Tak hanya soal budaya dan olahraga, Andra juga menitipkan pesan strategis. Ia mengajak keluarga besar SMI, khususnya di Provinsi Banten, untuk berperan aktif mendukung program-program pemerintah daerah. Sinergi antara perguruan silat dan pemerintah disebutnya sebagai kunci percepatan pembangunan.
“Kita harap dukungan ini dapat diberikan kepada Pemprov Banten. Mari kita bersama-sama mengawal percepatan pembangunan di daerah,” imbuh Andra.
Sementara itu, Ketua Harian Perguruan Pencak Silat Satria Muda Indonesia, Erizal Chaniago, menjelaskan bahwa ToT dan UKT merupakan program nasional yang dilaksanakan secara bertahap di berbagai daerah.

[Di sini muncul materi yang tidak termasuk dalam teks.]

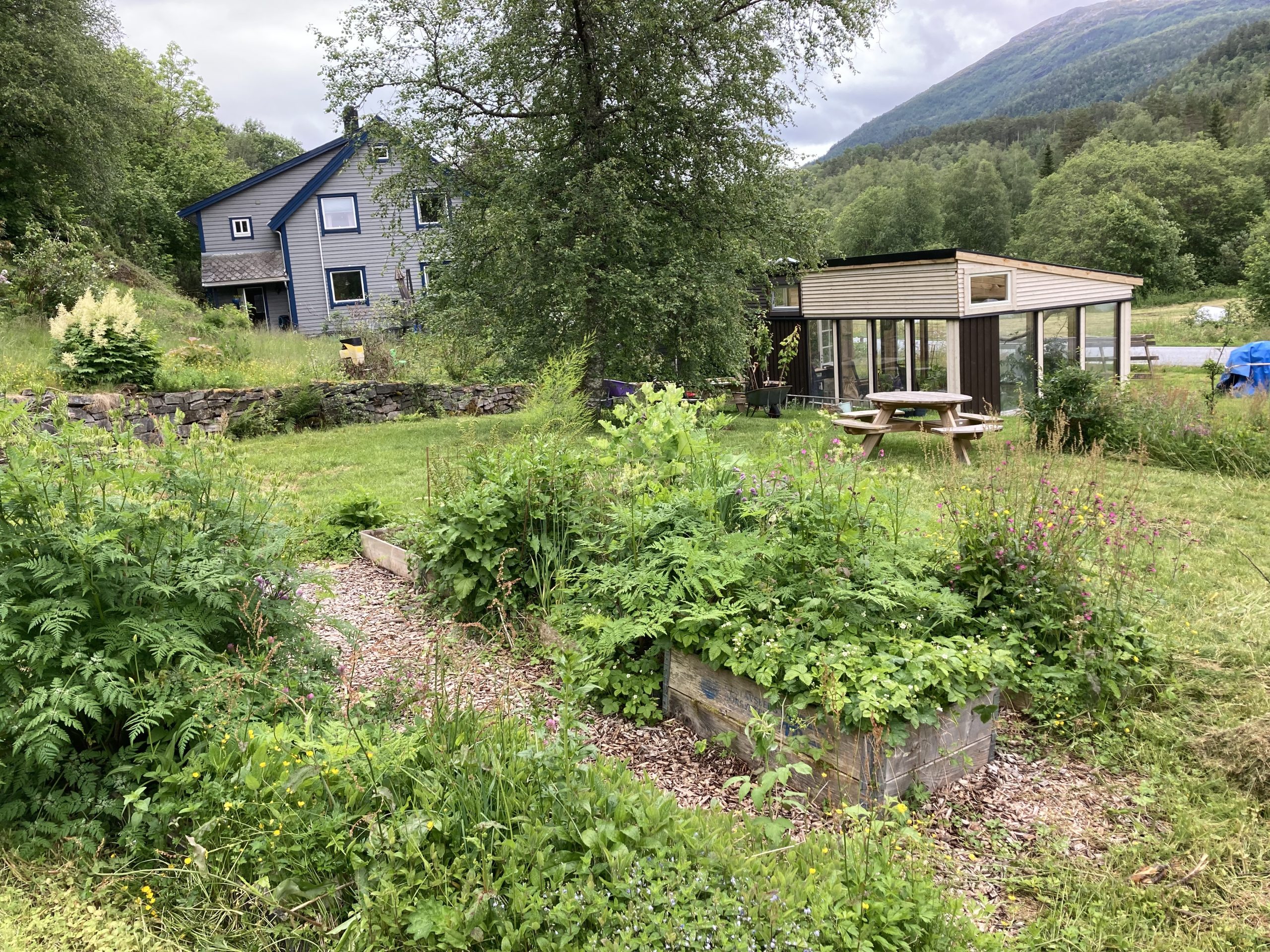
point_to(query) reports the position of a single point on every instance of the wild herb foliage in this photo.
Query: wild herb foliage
(127, 573)
(468, 831)
(822, 579)
(1180, 429)
(512, 531)
(797, 570)
(1060, 574)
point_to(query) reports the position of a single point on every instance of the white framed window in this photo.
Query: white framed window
(990, 289)
(430, 209)
(785, 296)
(339, 214)
(347, 286)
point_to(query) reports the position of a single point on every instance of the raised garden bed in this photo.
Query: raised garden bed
(384, 554)
(860, 769)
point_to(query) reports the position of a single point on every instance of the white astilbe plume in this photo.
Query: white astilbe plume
(96, 316)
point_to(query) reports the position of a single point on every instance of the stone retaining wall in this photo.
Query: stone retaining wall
(214, 411)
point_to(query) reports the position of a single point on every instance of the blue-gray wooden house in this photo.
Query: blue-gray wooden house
(305, 241)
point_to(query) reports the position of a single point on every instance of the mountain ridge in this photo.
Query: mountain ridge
(1086, 55)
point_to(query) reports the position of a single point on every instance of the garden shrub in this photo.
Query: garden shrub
(102, 339)
(54, 272)
(470, 831)
(1075, 408)
(1178, 429)
(1058, 574)
(130, 573)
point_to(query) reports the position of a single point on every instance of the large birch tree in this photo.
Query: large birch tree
(618, 162)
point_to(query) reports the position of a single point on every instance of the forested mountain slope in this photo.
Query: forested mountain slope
(1170, 184)
(1086, 55)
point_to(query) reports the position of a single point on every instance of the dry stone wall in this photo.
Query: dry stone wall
(214, 411)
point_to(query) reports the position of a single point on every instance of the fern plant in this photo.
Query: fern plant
(126, 574)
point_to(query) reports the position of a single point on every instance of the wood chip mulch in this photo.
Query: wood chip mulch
(986, 826)
(399, 639)
(1020, 805)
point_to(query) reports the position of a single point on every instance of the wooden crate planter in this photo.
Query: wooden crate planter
(384, 554)
(859, 769)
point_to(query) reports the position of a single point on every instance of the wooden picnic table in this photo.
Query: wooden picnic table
(962, 428)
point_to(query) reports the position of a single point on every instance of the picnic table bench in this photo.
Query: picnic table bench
(1143, 342)
(960, 428)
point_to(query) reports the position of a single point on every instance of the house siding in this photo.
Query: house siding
(259, 203)
(313, 255)
(889, 291)
(1034, 290)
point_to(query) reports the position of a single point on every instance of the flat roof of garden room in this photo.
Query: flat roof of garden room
(938, 284)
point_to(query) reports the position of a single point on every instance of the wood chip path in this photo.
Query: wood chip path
(985, 824)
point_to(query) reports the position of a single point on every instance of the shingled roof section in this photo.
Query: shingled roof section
(239, 267)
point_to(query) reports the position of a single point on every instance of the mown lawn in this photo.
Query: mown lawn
(1171, 327)
(1194, 760)
(1176, 752)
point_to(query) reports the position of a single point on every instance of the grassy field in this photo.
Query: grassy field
(1171, 327)
(1194, 762)
(1189, 760)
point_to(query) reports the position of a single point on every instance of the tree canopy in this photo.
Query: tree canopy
(101, 145)
(619, 167)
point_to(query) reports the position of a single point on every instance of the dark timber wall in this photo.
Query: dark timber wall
(798, 379)
(981, 363)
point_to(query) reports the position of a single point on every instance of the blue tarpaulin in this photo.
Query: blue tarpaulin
(1248, 368)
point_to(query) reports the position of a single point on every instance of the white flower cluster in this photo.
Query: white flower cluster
(97, 316)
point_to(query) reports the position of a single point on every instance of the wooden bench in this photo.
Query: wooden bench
(1144, 342)
(973, 431)
(864, 427)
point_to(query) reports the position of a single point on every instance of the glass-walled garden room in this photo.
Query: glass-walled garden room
(997, 359)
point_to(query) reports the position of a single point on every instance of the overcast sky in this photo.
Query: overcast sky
(258, 58)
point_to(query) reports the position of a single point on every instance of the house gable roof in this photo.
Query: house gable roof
(239, 267)
(317, 182)
(262, 177)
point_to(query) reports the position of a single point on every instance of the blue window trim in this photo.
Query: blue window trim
(357, 214)
(330, 295)
(414, 206)
(264, 296)
(291, 281)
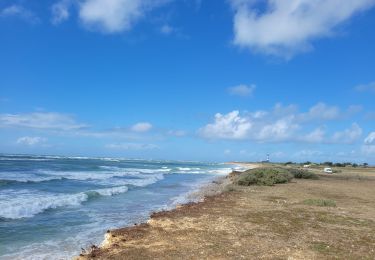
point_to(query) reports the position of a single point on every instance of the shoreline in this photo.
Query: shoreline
(194, 197)
(258, 222)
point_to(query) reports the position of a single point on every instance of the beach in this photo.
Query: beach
(255, 222)
(52, 206)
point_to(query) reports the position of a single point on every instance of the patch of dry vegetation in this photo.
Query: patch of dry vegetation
(253, 222)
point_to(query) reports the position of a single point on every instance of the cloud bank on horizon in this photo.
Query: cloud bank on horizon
(264, 28)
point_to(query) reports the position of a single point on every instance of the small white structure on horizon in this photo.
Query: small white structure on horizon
(328, 170)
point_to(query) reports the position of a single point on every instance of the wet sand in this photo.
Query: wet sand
(259, 222)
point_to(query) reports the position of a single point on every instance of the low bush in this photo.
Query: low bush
(263, 176)
(303, 174)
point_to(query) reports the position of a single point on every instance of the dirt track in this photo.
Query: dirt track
(261, 222)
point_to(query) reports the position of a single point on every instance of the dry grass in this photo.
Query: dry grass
(261, 222)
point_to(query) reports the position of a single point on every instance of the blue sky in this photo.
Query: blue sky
(189, 80)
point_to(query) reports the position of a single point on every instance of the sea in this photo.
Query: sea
(53, 206)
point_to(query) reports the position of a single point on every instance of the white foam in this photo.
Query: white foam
(15, 204)
(112, 191)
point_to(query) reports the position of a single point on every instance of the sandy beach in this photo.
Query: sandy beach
(237, 222)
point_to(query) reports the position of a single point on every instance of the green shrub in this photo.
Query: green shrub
(303, 174)
(263, 176)
(320, 202)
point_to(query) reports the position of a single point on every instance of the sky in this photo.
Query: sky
(200, 80)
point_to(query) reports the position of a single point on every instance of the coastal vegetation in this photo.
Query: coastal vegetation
(269, 176)
(332, 218)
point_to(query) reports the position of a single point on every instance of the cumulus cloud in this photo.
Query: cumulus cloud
(322, 111)
(41, 120)
(279, 125)
(141, 127)
(285, 28)
(19, 12)
(60, 11)
(31, 141)
(131, 146)
(316, 136)
(177, 133)
(229, 126)
(113, 16)
(349, 135)
(242, 90)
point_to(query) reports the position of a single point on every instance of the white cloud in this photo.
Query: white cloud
(285, 28)
(282, 124)
(60, 11)
(113, 16)
(167, 29)
(20, 12)
(368, 150)
(280, 130)
(307, 154)
(40, 120)
(141, 127)
(242, 90)
(131, 146)
(31, 141)
(370, 87)
(370, 139)
(177, 133)
(229, 126)
(316, 136)
(322, 111)
(348, 135)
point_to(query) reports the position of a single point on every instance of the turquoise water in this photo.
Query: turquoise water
(51, 207)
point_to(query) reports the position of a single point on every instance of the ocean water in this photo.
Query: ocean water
(51, 207)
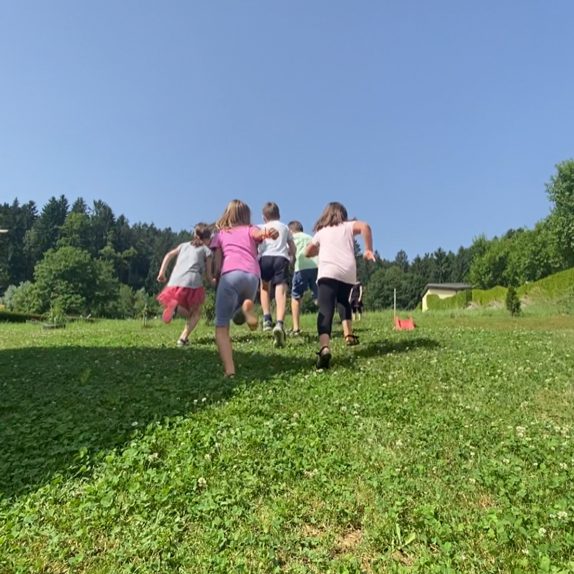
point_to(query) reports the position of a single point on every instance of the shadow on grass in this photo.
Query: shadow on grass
(55, 402)
(380, 348)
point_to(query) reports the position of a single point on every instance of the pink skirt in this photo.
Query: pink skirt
(186, 297)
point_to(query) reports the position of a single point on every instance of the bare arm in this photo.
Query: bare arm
(292, 250)
(164, 264)
(217, 262)
(209, 270)
(312, 250)
(261, 234)
(364, 229)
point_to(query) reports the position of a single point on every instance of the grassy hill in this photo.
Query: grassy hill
(446, 449)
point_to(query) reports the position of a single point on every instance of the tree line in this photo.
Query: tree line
(85, 259)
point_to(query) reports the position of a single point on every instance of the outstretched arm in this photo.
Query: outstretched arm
(164, 264)
(364, 229)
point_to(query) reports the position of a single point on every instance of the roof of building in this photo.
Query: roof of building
(448, 286)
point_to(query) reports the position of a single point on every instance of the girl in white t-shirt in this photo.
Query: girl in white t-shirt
(184, 293)
(333, 242)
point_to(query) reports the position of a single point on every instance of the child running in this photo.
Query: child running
(275, 257)
(236, 264)
(184, 293)
(333, 243)
(304, 276)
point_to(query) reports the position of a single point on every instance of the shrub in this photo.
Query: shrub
(512, 301)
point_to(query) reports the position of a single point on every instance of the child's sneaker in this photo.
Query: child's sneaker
(278, 336)
(169, 313)
(323, 359)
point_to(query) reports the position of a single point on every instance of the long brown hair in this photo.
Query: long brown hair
(236, 213)
(333, 214)
(201, 232)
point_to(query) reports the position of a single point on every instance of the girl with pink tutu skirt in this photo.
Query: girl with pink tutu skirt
(184, 294)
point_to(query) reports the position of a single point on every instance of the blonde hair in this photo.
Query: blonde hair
(333, 214)
(236, 213)
(295, 226)
(271, 211)
(201, 232)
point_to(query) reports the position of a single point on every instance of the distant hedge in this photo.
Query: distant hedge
(552, 288)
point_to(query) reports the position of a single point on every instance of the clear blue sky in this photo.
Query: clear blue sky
(433, 121)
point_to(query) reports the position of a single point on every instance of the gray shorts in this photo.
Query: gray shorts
(234, 288)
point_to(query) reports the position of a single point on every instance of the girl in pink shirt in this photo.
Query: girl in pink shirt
(334, 244)
(235, 261)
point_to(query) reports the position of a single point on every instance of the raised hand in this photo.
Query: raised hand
(368, 255)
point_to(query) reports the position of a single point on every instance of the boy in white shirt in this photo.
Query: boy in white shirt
(275, 257)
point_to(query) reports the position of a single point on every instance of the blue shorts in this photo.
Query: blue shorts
(303, 280)
(234, 287)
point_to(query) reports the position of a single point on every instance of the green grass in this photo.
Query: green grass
(446, 449)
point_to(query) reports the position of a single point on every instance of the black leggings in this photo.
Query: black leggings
(332, 293)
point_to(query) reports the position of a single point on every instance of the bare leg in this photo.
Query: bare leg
(191, 323)
(265, 298)
(250, 316)
(280, 301)
(223, 341)
(295, 312)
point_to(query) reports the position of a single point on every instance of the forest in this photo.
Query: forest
(87, 260)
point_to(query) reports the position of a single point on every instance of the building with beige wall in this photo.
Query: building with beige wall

“Program nasional ini kami bagi pelaksanaannya di beberapa lokasi. Untuk wilayah Banten, kegiatan diikuti sekitar 140 peserta yang berasal dari Banten, Jakarta, Kalimantan Selatan, Jawa Tengah, dan Lampung,” jelas Erizal.
Ia menambahkan, kegiatan ini tidak hanya berfokus pada peningkatan kapasitas pelatih dan atlet, tetapi juga menjadi ajang konsolidasi organisasi serta sosialisasi regulasi terbaru.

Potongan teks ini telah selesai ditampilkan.